Closed katkopera closed 1 year ago
you are supposed to write a bash script that contains the slurm utility commands that specify the resources (time/memory/number of cores/parallelization/etc.) as well as the commands run using sbatch. And then you can run that bash file using sbatch FILENAME.sh
to execute the pipeline in slurm.
An example of a working slurm bash script:
#! /bin/bash -l
#SBATCH --partition=panda # cluster-specific
#SBATCH --nodes=1
#SBATCH --ntasks=1
#SBATCH --job-name=slurm_qc
#SBATCH --time=00:08:00 # HH/MM/SS
#SBATCH --mem=50G # memory requested, units available: K,M,G,T
#SBATCH --output slurm_qc-%j.out
#SBATCH --error slurm_qc-%j.err
source ~/.bashrc
mamba activate short-read-quality-control
echo "This is job #:" $SLURM_JOB_ID >> slurm_qc_output.txt
echo "conda activated?"
python /home/chf4012/camp_short-read-quality-control/workflow/short-read-quality-control.py -c 5 -d /home/chf4012/camp_short-read-quality-control/test_data_tadpole_3 -s /home/chf4012/camp_short-read-quality-control/test_data_tadpole_3/samples.csv
exit
Hopefully this addresses your question. Let me know if you have more questions.
Yes, I know I'm able to run it this way. My point was that according to the documentation site I can try running the python script with '--slurm' flag, which gives the above error. If it shouldn't be run with '--slurm' consider updating the documentation.

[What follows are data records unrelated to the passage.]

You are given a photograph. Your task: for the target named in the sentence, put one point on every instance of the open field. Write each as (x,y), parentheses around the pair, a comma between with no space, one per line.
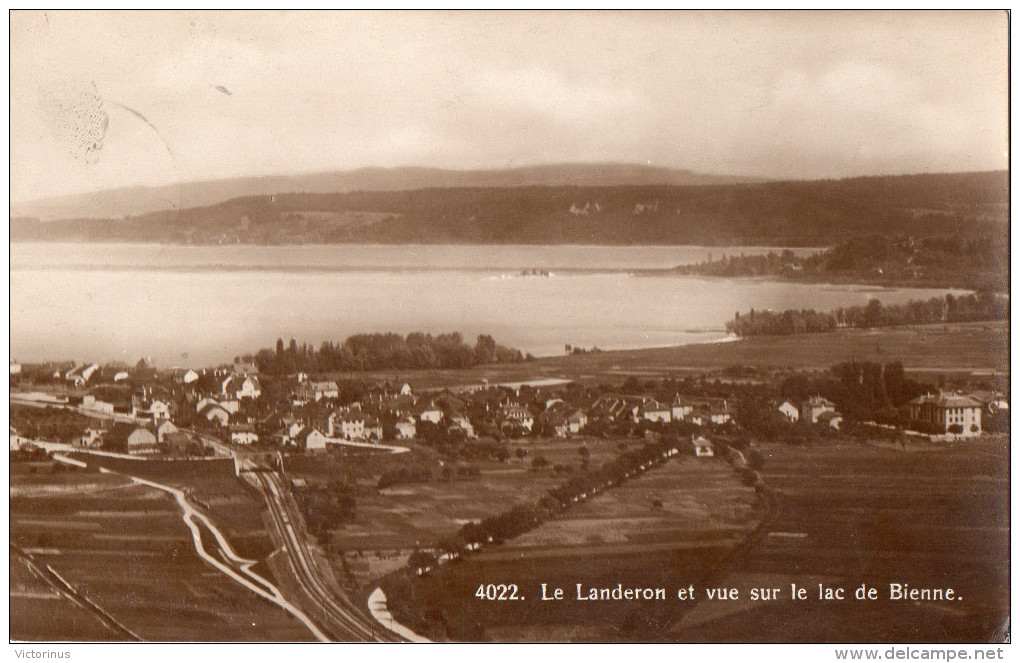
(843,515)
(126,550)
(398,518)
(665,528)
(39,612)
(211,485)
(847,515)
(972,347)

Thanks anyway!
makes sense, let me check in with the team about it
Your observations are correct, though the --slurm
flag was described as it was in the README and as Tom described it intentionally. Most cluster access nodes have a limited number of threads, and persistent commands like Snakemake running on them for hours or days tie up the already small thread pool. As a preventative measure, the --slurm
flag will only function properly when the command is submitted as a bash script or within a bash script. If this is not an issue for you, please submit a feature pull request with a new cluster submission flag and we'll review it and get back to you. Thanks!
Hi, I'm testing CAMP on a job submission cluster with SLURM ticketing system (https://www.top500.org/system/179958/). I follow CAMP Short-Read Quality Control README.md instructions for cluster submission and execute short-read-quality-control.py with '--slurm' flag. Snakemake won't complete any job because of:
sbatch: error: Batch job submission failed: Access/permission denied
This is not surprising as the cluster won't allow job submission from a compute host. Compute host doesn't have access to any workload manager, only the utilities specified in the initial sbatch `sbatch -J jobname -o jobname.log << "EOF"
!/bin/bash
python /path/to/camp_short-read-quality-control/workflow/short-read-quality-control.py --slurm \ (-c max_number_of_parallel_jobs_submitted) \ -d /path/to/work/dir \ -s /path/to/samples.csv EOF` As I understand from the code you try to run slurm job inside slurm job (correct me if I'm wrong).
I guess I won't be the only user that have this problem, so could you guys address my problem somehow?
P.S. I'm able to execute the script when I omit the '--slurm' flag.